I've been following this keras video classification tutorial where in the data preparation section, they load the frames of a video in the load_video
function pretty generically, but what caught my eye was this line:
frame = frame[:, :, [2, 1, 0]]
This is the first time I encounter this, most of the times you will just append the frame "as-is" to your list of frames, but here they change the order of the channels (if I'm not mistaken) from RGB to BGR, I couldn't find anything related to it in the web or their docs, can someone give me some insight for this decision?
CodePudding user response:
From experience, the reason why the order can change is dependent on the framework you are using to load in images. OpenCV in particular orders the channels in BGR format because of some optimizations internal that leverage the formatting this way. Images in the regular RGB format can be seen with scikit-image, matplotlib and Pillow.

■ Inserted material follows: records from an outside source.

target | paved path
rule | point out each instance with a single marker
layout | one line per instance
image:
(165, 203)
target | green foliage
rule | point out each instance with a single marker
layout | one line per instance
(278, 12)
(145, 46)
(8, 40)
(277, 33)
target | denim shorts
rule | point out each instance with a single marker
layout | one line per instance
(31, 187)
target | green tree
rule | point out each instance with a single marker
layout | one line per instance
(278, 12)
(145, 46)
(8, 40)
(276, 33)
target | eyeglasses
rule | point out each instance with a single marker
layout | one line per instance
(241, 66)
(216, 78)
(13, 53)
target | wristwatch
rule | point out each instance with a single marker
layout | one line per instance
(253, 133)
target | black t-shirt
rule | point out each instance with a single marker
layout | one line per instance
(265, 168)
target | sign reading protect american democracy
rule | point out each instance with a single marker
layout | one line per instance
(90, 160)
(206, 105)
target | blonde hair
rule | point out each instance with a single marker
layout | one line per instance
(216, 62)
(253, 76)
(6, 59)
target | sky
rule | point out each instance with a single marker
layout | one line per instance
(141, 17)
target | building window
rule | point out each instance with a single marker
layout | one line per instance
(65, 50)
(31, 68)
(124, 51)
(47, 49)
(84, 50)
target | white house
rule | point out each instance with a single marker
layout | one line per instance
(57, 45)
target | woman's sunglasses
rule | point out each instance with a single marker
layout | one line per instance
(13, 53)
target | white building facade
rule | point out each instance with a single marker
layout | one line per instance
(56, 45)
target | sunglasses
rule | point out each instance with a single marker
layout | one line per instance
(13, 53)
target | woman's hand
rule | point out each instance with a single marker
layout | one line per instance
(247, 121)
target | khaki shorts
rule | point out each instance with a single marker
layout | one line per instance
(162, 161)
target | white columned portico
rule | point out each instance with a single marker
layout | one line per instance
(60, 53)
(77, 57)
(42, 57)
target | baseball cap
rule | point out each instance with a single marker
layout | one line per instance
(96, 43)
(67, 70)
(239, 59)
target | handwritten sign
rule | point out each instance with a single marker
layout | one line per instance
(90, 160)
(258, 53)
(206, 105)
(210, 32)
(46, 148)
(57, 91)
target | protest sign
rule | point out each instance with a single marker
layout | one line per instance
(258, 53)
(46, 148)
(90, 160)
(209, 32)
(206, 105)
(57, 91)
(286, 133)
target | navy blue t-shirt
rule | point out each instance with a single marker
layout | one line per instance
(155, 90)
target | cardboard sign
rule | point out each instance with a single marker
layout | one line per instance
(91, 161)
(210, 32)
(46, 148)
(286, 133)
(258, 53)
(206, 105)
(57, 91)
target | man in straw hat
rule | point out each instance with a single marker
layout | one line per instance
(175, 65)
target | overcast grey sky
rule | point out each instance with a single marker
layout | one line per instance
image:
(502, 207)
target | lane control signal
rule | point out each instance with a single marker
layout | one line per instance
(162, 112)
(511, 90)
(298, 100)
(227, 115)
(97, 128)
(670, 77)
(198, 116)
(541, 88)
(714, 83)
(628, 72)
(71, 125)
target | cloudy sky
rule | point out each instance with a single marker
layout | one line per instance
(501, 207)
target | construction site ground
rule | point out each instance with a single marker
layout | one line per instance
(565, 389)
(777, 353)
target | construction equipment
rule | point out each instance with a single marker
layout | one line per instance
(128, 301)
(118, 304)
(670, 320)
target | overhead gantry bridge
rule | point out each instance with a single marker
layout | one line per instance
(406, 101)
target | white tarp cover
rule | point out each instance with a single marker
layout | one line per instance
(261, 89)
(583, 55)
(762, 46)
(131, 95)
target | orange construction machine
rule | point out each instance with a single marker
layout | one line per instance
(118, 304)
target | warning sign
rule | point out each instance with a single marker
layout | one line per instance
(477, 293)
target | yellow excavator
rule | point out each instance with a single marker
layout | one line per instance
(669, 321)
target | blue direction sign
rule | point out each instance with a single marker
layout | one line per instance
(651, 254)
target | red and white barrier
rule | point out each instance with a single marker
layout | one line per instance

In fact, if you look at the load_video
function, it uses OpenCV to open up a video so the frames coming in are BGR format. Therefore, the swapping of channels is mandatory to get it to RGB format:
def load_video(path, max_frames=0):
cap = cv2.VideoCapture(path)
frames = []
try:
while True:
ret, frame = cap.read()
if not ret:
break
frame = crop_center(frame)
frame = frame[:, :, [2, 1, 0]]
frames.append(frame)
if len(frames) == max_frames:
break
finally:
cap.release()
return np.array(frames)
You of course do not need to reverse the channels as a neural network will learn based on the input data that it was provided, but people tend to do this so that it's easy to debug images and not have to worry about continuously reversing the channels for display. Specifically, if a neural network was trained in BGR ordering, if you loaded in images in RGB format then the reversal of the channels needs to be done as that was how the image channels were represented in training. All in all, it depends on the framework but you need to keep this in mind when using a neural network after it has been trained. If the data was trained in BGR format, if your images are read in RGB format you'll need to reverse the channels prior to inference.
In fact, this is a common bug when using networks! Be extremely diligent and understand how the image data was preprocessed for the network before using it.